The simultaneous intake of alcohol and metamizole is mutually reflected in their effects. When used in conjunction with cyclosporine, there may be a decrease in the concentration of cyclosporine in the blood. The simultaneous use of metamizole with other non-narcotic analgesics can lead to mutual enhancement of toxic effects.

Tricyclic antidepressants, oral contraceptives, allopurinol disrupt the metabolism of metamizole in the liver and increase its toxicity.

Barbiturates, phenylbutazone and other inducers of liver microsomal enzymes weaken the effect of metamizole.

Sedatives and tranquilizers enhance the analgesic effect of the drug. Simultaneous use with chlorpromazine or other phenothiazine derivatives can lead to the development of severe hyperthermia.

Radiopaque contrast agents, colloidal blood substitutes and penicillin should not be used during treatment with metamizole.

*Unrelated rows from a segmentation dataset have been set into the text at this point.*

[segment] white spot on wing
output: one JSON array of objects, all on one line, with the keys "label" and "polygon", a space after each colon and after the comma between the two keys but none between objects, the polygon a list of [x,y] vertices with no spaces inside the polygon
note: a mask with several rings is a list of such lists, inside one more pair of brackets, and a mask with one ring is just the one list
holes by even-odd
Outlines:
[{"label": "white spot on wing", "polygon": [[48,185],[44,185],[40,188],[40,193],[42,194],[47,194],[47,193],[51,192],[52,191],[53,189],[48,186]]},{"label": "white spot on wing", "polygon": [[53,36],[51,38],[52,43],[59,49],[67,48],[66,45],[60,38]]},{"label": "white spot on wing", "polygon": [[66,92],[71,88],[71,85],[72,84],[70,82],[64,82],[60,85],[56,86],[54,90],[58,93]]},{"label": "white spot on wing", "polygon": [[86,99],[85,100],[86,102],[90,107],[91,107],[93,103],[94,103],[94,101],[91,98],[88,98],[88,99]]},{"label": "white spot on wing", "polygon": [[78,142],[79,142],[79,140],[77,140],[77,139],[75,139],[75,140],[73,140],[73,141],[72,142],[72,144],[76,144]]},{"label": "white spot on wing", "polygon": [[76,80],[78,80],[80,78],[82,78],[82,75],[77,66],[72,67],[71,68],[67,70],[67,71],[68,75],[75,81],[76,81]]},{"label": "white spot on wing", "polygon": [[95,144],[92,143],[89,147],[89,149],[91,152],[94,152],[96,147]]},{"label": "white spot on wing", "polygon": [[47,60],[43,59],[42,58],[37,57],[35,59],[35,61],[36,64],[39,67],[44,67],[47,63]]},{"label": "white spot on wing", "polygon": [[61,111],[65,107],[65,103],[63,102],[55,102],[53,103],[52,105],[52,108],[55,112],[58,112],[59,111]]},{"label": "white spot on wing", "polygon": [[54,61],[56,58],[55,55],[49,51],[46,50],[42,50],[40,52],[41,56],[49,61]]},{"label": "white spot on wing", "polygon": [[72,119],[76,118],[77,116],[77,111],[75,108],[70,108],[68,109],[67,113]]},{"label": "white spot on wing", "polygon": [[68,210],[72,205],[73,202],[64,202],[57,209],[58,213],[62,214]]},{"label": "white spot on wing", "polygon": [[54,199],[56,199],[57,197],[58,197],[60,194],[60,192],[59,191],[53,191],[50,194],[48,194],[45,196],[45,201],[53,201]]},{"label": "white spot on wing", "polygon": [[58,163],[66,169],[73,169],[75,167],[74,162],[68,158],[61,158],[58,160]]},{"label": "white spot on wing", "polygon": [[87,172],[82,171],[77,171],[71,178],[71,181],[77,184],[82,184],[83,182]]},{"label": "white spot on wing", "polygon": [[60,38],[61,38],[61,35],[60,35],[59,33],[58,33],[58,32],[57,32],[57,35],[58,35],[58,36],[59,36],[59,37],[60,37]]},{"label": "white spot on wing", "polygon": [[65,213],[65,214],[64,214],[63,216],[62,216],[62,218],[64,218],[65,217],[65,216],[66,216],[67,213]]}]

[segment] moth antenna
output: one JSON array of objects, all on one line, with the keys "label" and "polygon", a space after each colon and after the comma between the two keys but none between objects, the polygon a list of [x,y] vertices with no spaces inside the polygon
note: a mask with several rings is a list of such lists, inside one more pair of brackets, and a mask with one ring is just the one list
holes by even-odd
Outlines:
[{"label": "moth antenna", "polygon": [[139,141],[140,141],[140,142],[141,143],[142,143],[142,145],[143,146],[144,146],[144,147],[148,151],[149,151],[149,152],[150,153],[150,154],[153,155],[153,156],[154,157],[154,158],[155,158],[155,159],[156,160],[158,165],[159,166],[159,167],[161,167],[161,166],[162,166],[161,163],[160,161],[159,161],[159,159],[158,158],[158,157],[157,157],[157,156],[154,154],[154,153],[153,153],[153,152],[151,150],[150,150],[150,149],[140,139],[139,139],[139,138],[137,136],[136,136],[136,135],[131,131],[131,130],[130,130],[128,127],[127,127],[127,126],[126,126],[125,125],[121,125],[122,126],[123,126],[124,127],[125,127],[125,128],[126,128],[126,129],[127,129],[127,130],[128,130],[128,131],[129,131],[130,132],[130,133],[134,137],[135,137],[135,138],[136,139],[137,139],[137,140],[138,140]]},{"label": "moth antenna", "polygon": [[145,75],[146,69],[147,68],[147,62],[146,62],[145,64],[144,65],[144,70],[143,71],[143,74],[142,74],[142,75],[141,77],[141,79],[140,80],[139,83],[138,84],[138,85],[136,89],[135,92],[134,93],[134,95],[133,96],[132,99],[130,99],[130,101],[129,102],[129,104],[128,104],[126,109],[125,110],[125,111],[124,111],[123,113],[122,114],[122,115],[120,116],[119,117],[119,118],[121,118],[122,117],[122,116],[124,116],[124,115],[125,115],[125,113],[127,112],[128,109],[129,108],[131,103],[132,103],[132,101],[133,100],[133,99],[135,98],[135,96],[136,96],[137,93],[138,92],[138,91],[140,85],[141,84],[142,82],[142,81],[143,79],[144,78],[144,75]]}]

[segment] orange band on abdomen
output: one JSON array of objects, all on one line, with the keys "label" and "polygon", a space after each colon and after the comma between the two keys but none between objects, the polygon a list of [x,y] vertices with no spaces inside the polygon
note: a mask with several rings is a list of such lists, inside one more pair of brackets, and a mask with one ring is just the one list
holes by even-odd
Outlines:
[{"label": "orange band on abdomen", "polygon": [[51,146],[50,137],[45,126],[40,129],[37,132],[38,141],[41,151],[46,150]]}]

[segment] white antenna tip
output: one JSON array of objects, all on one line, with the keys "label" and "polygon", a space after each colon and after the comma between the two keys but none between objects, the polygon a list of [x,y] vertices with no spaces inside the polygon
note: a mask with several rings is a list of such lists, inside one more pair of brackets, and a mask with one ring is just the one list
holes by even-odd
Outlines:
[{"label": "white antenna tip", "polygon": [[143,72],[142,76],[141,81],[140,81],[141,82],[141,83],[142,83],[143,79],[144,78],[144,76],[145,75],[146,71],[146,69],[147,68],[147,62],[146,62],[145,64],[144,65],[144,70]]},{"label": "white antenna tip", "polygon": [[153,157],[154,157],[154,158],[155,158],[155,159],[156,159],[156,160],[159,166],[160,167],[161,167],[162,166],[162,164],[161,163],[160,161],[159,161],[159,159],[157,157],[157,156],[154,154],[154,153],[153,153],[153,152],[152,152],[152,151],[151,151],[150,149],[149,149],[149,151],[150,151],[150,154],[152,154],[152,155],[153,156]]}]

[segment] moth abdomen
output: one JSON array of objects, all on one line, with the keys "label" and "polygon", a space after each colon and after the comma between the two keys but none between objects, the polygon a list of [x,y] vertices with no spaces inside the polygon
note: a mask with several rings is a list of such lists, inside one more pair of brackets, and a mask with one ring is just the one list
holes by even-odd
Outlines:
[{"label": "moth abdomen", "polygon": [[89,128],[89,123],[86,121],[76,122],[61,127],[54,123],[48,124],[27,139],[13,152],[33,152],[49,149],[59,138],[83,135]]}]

Metamizole, displacing oral hypoglycemic drugs, indirect anticoagulants, glucocorticosteroids and indomethacin from the connection with the protein, increases their activity.

Myelotoxic drugs increase the manifestation of the drug's hematotoxicity. Thiamazole and sarcolysin increase the risk of developing leukopenia. The effect is enhanced by codeine, histamine H2 blockers and propranolol.

Due to the high likelihood of pharmaceutical incompatibility, metamizole cannot be mixed with other drugs in the same syringe.